Also there are a lot of unknowns behind the scene in the full-blown price war in China auto industry. According to related documents, Chinese electric vehicle brands Neta and Zeekr inflated sales in recent years to hit aggressive targets, with Neta doing so for more than 60,000 cars.
The companies arranged for cars to be insured before they were sold to buyers, the documents show, enabling them under Chinese industry car registration practices to book sales early so they could hit the monthly and quarterly targets.
Neta booked early sales of at least 64,719 cars through this method from January 2023 to March 2024. That was more than half the sales of 117,000 vehicles it reported over the 15 months.
Zeekr, a premium EV brand owned by Geely, used the same method to book early sales in late 2024 in the southern city of Xiamen through its main dealer there, state-owned Xiamen C&D Automobile.
Vehicles booked as sold before reaching a buyer are called “zero-mileage used cars” in the Chinese auto industry. The practice has emerged out of overheated competition for sales in China auto market, which is suffering from a brutal, years-long price war caused by serious overcapacity.
Neta’s sales peaked in 2022 when it was ranked as the eighth-largest maker of new EVs in China with sales of 152,000 vehicles.
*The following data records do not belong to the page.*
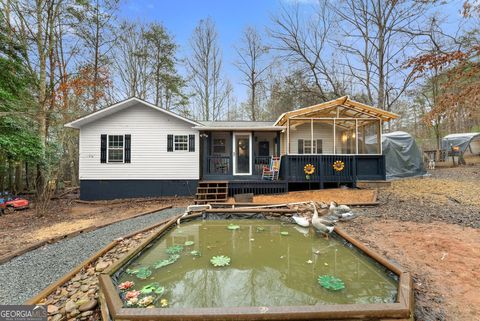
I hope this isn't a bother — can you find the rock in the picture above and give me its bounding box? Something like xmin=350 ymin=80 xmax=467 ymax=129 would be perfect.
xmin=65 ymin=300 xmax=77 ymax=313
xmin=50 ymin=313 xmax=63 ymax=321
xmin=47 ymin=304 xmax=58 ymax=314
xmin=82 ymin=311 xmax=93 ymax=317
xmin=95 ymin=261 xmax=110 ymax=272
xmin=78 ymin=300 xmax=98 ymax=312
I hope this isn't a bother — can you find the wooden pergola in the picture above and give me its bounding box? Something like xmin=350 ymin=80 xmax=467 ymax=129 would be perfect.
xmin=275 ymin=96 xmax=399 ymax=154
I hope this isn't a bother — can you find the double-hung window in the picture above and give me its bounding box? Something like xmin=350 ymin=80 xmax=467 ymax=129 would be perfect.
xmin=108 ymin=135 xmax=124 ymax=163
xmin=173 ymin=135 xmax=188 ymax=151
Sales fell last year to 87,948 vehicles, including 23,399 exported, and it sold 1,215 cars in Q1 of 2025, according to data from the China Association of Automobile Manufacturers.
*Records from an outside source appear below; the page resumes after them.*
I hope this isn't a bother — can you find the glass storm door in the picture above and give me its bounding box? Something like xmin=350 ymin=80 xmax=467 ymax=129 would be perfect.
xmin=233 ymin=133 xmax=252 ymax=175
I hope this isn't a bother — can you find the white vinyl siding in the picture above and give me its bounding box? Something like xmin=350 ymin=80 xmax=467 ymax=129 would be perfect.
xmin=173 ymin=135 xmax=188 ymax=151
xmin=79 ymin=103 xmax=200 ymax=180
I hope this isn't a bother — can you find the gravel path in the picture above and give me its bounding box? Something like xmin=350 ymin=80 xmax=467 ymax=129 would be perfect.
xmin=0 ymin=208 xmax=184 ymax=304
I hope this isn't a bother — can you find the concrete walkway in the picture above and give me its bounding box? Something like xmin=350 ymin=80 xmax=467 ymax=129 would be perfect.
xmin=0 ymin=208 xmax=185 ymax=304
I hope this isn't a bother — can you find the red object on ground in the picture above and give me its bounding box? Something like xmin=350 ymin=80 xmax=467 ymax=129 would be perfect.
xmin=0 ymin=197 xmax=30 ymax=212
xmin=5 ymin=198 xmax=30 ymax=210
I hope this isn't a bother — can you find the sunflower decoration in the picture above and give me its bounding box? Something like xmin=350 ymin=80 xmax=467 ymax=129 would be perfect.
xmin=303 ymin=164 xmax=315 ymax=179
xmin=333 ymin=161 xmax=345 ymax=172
The brand has been in financial trouble since late 2024, and its owner, Zhejiang Hozon New Energy Automobile, entered bankruptcy proceedings in China last month.
This growing phenomenon of “zero-mileage used cars” reflects the stress in the auto market which has also strained the industry. Chinese authorities are getting more serious about the crackdown, with state media calling out the zero-mileage car practice, and government pledging to regulate “irrational” competition. On the flip side, the industry ministry was planning to clamp down on the practice by banning cars from being resold within six months of being registered as a sale.
China's auto market is in an inflection point, facing a moment of reckoning. Investors should watch closely where the price war will be headed and what the negative spillover effect is ultimately.